矢川葵『See the Light』昭和歌謡を歌い継ぐソロアイドルが、堂島孝平による初オリジナル曲を含むファーストEPを語る

 歌っている女の子を身近に感じては恋の妄想を膨らませたり、自分勝手に浮かれてみたり切なくなったり。浸っている世界のなかで、送り手と聴き手、私とあなたが1対1の関係だった80年代のアイドル・ポップを実体験していたティーンは、楽曲を通じてみんなそういう甘い気持ちになっていたことだろう。矢川葵は、そんなリアルタイマーからすれば娘ぐらいの年頃にあたる世代だが、その〈ファンタジー〉とも言えるような80年代アイドルの世界観にときめきを覚え、自身で歌うことによってさらに楽しさを知った。

 「歌っているときは、理想のかわいい女の子になれる瞬間というか、普段の私はそんなにキャピキャピした感じではないので、〈こういう女の子になれたらよかったな〉みたいな気持ちを歌のなかで叶えさせてもらえっていて……楽しいです」。
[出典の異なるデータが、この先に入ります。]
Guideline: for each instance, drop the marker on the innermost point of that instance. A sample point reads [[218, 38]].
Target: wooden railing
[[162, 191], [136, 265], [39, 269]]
 昨年5月30日に活動を終了したMaison book girlのメンバーのなかでも、どこか古風であどけないルックスと、純乎たる歌声でファンを惹きつけていた彼女だが、グループの活動終了からほどなくして音楽活動再開を発表した際、掲げたテーマは〈大好きな昭和歌謡を現代に歌い継ぐソロ・アイドルになる〉ことだった。小さい頃は松浦亜弥に憧れ、母親の影響で松田聖子をはじめとする80年代アイドルにも親しみ、グループ活動時にはお誕生日イべントなどでカヴァーを披露してきた。

 「ひとりで歌うとなったら、ずっと好きだった松田聖子さんの曲とかがいいなって、毎年イべントでは歌わせてもらってたんです。グループがなくなって自分ひとりでやることになったときも、やっぱりそこでやっていたように歌えたらいいなって」。

 ソロ活動を始めるにあたって募ったクラウドファンディングでは、目標の3倍以上となる1,000万円超の額=大きな期待を集め、プロジェクトは進んだ。12月には松田聖子“瞳はダイアモンド”、年が明けて2月には中森明菜“スローモーション”のカヴァーを配信。MVも制作され、そこでは視線を釘づけにする艶やかな表情も見せてくれた。そしてこのたび、その2曲にオリジナル1曲を加えたファーストEP『See the Light』が到着。初めてのオリジナル曲“ほんとはThink Of You”は、堂島孝平の作詞作曲によるものだ。

 「オリジナルを誰に書いてもらいたい?って訊かれたとき、真っ先に〈堂島孝平さんにお願いしたいです!〉とお話ししました。ただ、自分から〈こういう曲が欲しい〉と注文したことがなかったので、なんて言って進めたらいいんだろう?って。80年代アイドルのキラキラした感じがいいとか、春っぽい感じの可愛らしい曲がいいですみたいな、最初はすごくアバウトな注文をしました(笑)。そこから堂島さんが〈たとえば春っぽい曲だとどういう曲が好き?〉って訊いてくださったり(答えは南野陽子“吐息でネット”)、〈架空のCMソングっていう体で作ったらイメージしやすいかも?〉っていう提案をいただいたり、それでいろいろ考えて〈喫茶店〉というテーマがいいんじゃないかってことになったんです。私も古い喫茶店に行くのが趣味なので、実際に行ったことはないですけど、〈銀座のパーラー〉をイメージして堂島さんに作っていただきました。歌詞の語尾も〈……だわ〉とか〈……ね〉とかイマドキの女の子があまり使わないようなかわいい感じにしたいってお願いして」。

 80年代アイドル・ポップ流儀に則った煌びやかなサウンドと弾むリズムに乗せ、友達以上恋人目前の2人がテーブルを挟む微笑ましい風景が描かれた“ほんとはThink Of You”。『See the Light』では「自分でも満足いく作品が出来ました」と語る。

 「グループのときからずっと応援してくれる方がいて、その人たちがいなかったらひとりで戻って来なかったと思います。また会いたいなっていう気持ちが原動力になってるので、少しでも長く歌えたらいいなって思うし、そうですね、安泰だとは思ってないです、全然(笑)。次のオリジナルはもっと大人っぽい曲がいいかなとか、ずっと興味をもってもらえるように、自分をプロデュースしていかなきゃって思っています」。

 こんな曲を歌ってほしかったという期待に応えつつ、まだまだいろんなことに応えてくれそうな器量を十分に感じさせてくれる『See the Light』。聴き終えたそばから〈もっと聴きたいな〉って、耳が言ってくる。 

 


矢川葵
大阪出身のソロ歌手。2014年に〈ミスiD 2015〉のファイナリストに選出され、同年にMaison book girlのメンバーとして活動を開始。グループ在籍時から昭和歌謡や80年代アイドルへの造詣の深さで知られてきた。2017年にTomgggのコラボで“ON THE LINE”をリリース。2021年5月のグループ活動終了を経て、同年9月に〈昭和歌謡を現代に歌い継ぐ〉ことをコンセプトとしたソロ・アイドルとしての活動再開を発表。12月に松田聖子のカヴァー“瞳はダイアモンド”、今年2月に中森明菜のカヴァー“スローモーション”を連続で配信する。3月27日に東京・キネマ倶楽部での初ワンマンライヴ開催も控えるなか、このたびファーストEP『See the Light』(anon)をリリースしたばかり。